O padre franciscano David Raimundo dos Santos, o Frei David, fundador e diretor-geral da ONG Educafro, afirma ter sido vítima de abordagem racista da Polícia Militar no domingo, dia 18, na região central de São Paulo. A Ouvidoria das Polícias do Estado de São Paulo foi acionada e pediu providências à Corregedoria da PM para investigar a atuação de quatro policiais.

O padre de 70 anos diz que começou a ser intimidado pelos policiais depois de filmar uma abordagem a um homem (branco) que parecia estar em situação de rua nas proximidades da Avenida Rio Branco. Os PMs notaram a atitude do religioso e passaram a abordá-lo. O frei vestia calça jeans e camisa de manga longa, mas não o tradicional hábito franciscano, ordem da qual faz parte.

O policial ordenou que Frei David colocasse as mãos para trás e mostrasse seus documentos. Depois de liberarem o outro homem, os PMs continuaram a abordagem ao padre. Segundo ele, os policiais perguntaram à qual igreja ele pertencia e pediram o número do IMEI do celular, código de identificação de cada aparelho.

O religioso alega racismo dos policiais. “Brancos e ricos podem filmar (ação policial), mas pobres e negros, não. Foi uma abordagem racista. Só tem medo da filmagem o policial que está fazendo uma abordagem que não seja honesta. Não permitir a gravação é o nó da questão”, diz o líder religioso, que luta contra o racismo pelo menos há quatro décadas no País.

O padre afirma que os policiais o encararam, tentando provocá-lo para que ele fosse indiciado por desacato, em sua visão.
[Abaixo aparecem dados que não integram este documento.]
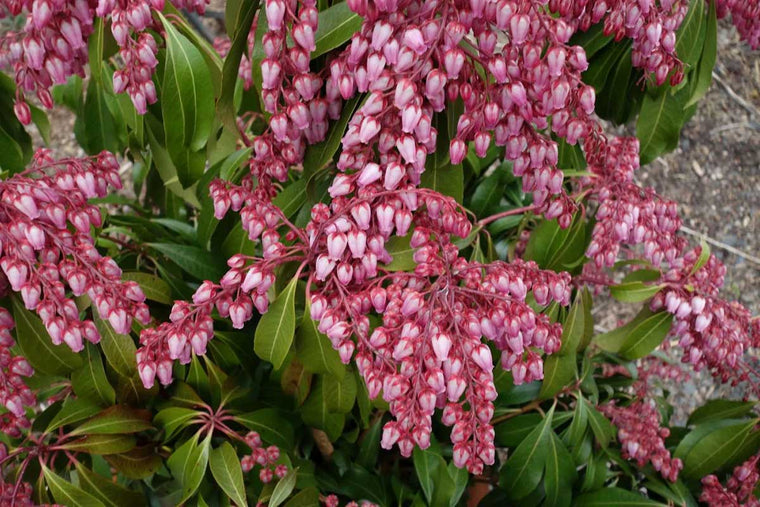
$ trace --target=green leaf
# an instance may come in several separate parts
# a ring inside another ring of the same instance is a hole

O religioso afirma que se sentia intimidado e acuado. “A violência psicológica é tão prejudicial quanto a violência física. Eu perguntei por que faziam aquilo comigo e me mandaram calar a boca”, diz o fundador da Educafro, ONG que ajuda jovens pobres, em especial negros, a entrarem em universidades no País.

A entidade já garantiu o acesso ao ensino superior a cerca de 100 mil pessoas e esteve à frente de importantes conquistas da população preta e parda, como a Lei de Cotas e o Prouni.

O religioso acredita que a atitude dos policiais seria diferente se ele estivesse com o hábito franciscano. “Se eu estivesse como sacerdote, eles não fariam isso. Isso mostra a postura seletiva dos policiais. Eu experimentei na pele o que o meu povo negro experimenta no dia a dia. O povo negro não tem roupa de padre para se proteger contra a leitura visual equivocada da polícia.” No final da abordagem, o religioso avisou que telefonaria para a Ouvidoria. Os policiais teriam respondido: “A gente que está errado né, os bandidos estão certos?”

O advogado Márlon Reis explica que a Constituição Federal assegura o princípio da publicidade, como o direito de filmar ações policiais, no artigo 37. “Houve violação de dois direitos fundamentais neste caso: o direito do cidadão de registrar em vídeo a atividade dos policiais e o direito ao respeito ao seu corpo e à sua privacidade, pois ele foi revistado e investigado sem ter sido suspeito de crime algum”, diz o defensor da Educafro.

O que dizem a Polícia Militar e a Ouvidoria

Elizeu Soares Lopes, ouvidor das Polícias do Estado de São Paulo, afirma que um ofício foi encaminhado à Corregedoria da Polícia Militar para apurar a conduta de quatro policiais na abordagem do Frei David. O procedimento investigatório vai analisar “ação indevida e de cunho racial”. As imagens registradas pelas body cams, câmeras acopladas ao uniforme dos policiais, além de outras provas, também foram solicitadas.

O ouvidor diz que é prematuro afirmar que houve conduta racista. “A atividade policial deve seguir os protocolos operacionais e legislação vigente, visando a máxima proteção dos direitos das pessoas. A denúncia trazida é séria e deve ser apurada com rigor, verificando-se a eventual responsabilização dos envolvidos.”

Pelo relato do Frei David, o ouvidor considera que a abordagem foi exagerada. “Pelo relato, me parece que as hostilizações ocorreram em demasia. Não dá para analisar o que evidenciou a conduta dos policiais”, disse. Lopes reafirma que a população pode e deve filmar as atividades policiais. “Os atos da administração são públicos. O agente policial é a materialização da administração pública.”

Em nota ao Estadão, a Polícia Militar informou que “a denúncia, uma vez formalizada, terá todas as circunstâncias apuradas por meio da Corregedoria da Instituição”.